Virtually absent so far in schools in Quebec, virtual reality should be established as a complementary tool to traditional methods. At least this is what the local company Aleo offers, which is planning a small revolution in the field of education. Its four young founders want to implement virtual reality games in classrooms in order to contribute to the success of dyslexic-dysortographic elementary school students or those who have difficulties in French.

“At the age of seven, I received the following diagnoses: dyslexia, dysorthography and ADD. [trouble déficitaire de l’attention] “, says Catherine Bazinet, 25, creative director and co-founder of Aleo, with her older sister and two former classmates. Having experienced learning disabilities throughout her life as a student, she was inspired by how technology has helped her in her journey to “enable other young people to work to their full potential”.

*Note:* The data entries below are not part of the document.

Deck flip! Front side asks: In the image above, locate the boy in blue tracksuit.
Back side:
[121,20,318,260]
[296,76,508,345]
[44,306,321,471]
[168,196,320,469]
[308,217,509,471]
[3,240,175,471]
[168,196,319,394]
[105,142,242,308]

Launched in 2020, Aleo primarily targets students aged 7 to 12, who are more likely to feel intimidated by traditional remedial consultations. The company offers a turnkey solution including virtual reality headsets, a game and software to measure student outcomes. His product is now sold to clinics and remedial schools across the province. It is, according to M.ME Bazinet, the first example of an orthopedagogical virtual reality platform in Quebec.

“I’m very grateful for all the help I received as a student,” she says. At first, it was the old-fashioned way, with paper and pencil. I really saw an evolution. In elementary school, I had access to an electronic dictionary and, later, I was able to use a computer during my assessments. Honestly, thanks to technology I was able to go to university. Today, I make it my mission to use it to help young people put themselves on the same level as others. »

pedagogical virtues

Jonathan Bonneau is a professor in the bachelor’s degree in interactive media at UQAM, from which Catherine is a graduate. He also works in the Social Media and Gamification Research Lab, where he has observed their “many benefits”artificial intelligence in an educational context.

“We need to do more research on the impact of virtual reality on students with learning disabilities compared to regular classrooms,” he says. On the other hand, we know that this technology makes it possible to learn faster because it borrows Video game. It makes it possible to forget the learning environment. We forget that we are at home or at school. We are immersed in a new universe that we can absorb, which can place the student in faith. »

Catherine Bazinet specifies that only one game is currently available on her platform, but others will be added later. Rightfully so Yeti Valley, lasting approximately 15 minutes, addresses visual confusion between certain logatoms or graphemes. The user must help a Yeti to prepare for a battle with snowballs, which are carved with non-words that include worked language confusions.

It was thanks to technology that I was able to go to university. Today, I make it my mission to use it to help young people put themselves on the same level as others.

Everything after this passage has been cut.